In 1994, Democrats were in power and similarly took hope when Republican primaries yielded candidates deemed too far right for the general election. Yet the wave against Democrats that year was strong enough to carry those newcomers into office and put Republicans in control of Congress for the first time in 40 years.
Except for Ms. O’Donnell in Delaware, Republican nominees that Democrats like to showcase as extremists — including in Senate races in Nevada, Colorado, Kentucky and even blue-state Connecticut — are even with their Democratic rivals in polls or ahead.
And even as the White House maps the final campaign push, advisers are distracted by the expected exit of the chief of staff, Rahm Emanuel, to run for mayor of Chicago. Mr. Emanuel, who as a member of Congress helped engineer the Democratic takeover of the House in 2006, is among his party’s foremost strategists when it comes to Congressional elections.
Peter M. Rouse, one of Mr. Obama’s closest advisers, has assumed additional responsibilities. But Mr. Rouse, who is intensely private, does not want the high-profile job of chief of staff; instead he is helping Mr. Obama vet names. Leading candidates are said to be Thomas E. Donilon, the deputy national security adviser, and Robert Bauer, the White House counsel.
On top of the personnel distractions at the White House, the strategy discussions with Congressional Democrats come after 21 months of legislative and political battles that have strained relations between the two camps.
Democrats on Capitol Hill say that Obama aides, including Mr. Axelrod, and Jim Messina, the deputy chief of staff, do not consult with them enough and are more concerned with positioning Mr. Obama for his 2012 reelection race than with re-electing Democrats now.
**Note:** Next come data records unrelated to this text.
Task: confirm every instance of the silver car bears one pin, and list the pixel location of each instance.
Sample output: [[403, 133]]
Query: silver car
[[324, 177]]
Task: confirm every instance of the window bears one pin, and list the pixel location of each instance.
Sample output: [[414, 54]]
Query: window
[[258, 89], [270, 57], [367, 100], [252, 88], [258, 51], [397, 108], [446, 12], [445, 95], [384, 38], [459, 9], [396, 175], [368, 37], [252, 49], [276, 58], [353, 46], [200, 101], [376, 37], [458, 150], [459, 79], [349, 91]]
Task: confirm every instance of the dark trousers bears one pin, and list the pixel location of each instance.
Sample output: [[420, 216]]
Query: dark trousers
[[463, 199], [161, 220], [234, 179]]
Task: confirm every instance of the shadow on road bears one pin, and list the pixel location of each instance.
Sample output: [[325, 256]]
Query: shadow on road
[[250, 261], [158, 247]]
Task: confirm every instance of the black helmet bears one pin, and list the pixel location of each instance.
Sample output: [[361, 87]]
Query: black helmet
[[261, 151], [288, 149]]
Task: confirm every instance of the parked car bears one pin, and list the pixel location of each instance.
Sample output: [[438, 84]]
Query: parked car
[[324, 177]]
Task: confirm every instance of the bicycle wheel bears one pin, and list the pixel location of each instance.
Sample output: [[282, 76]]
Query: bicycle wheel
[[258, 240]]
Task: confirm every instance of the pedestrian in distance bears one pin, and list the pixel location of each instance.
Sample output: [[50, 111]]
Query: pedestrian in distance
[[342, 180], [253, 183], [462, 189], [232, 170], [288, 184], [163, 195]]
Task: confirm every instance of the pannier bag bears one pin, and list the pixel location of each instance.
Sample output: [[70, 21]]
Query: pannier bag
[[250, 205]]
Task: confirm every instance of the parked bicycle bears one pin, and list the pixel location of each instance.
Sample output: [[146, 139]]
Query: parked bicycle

At the Democratic National Committee, aides already have started work on a database to link the most controversial statements of the Tea Party-backed candidates to possible Republican presidential aspirants.
The database will point out, for example, that Sarah Palin and Mitt Romney are supporting the Republican candidate for Senate in Nevada, Sharron Angle, who once said that victims of rape should make “what was really a lemon situation into lemonade,” and Ms. O’Donnell, who has said that having women in the service academies “cripples the readiness of our defense.”
The tactic of linking potential Republican rivals to such statements was already in evidence last week. After Ms. O’Donnell’s victory, a party spokesman told reporters, “The fact that Mitt Romney and Sarah Palin would put their name behind a candidate that believes women who serve our country ‘cripple the readiness of our defense’ make them unfit to be commander-in-chief.”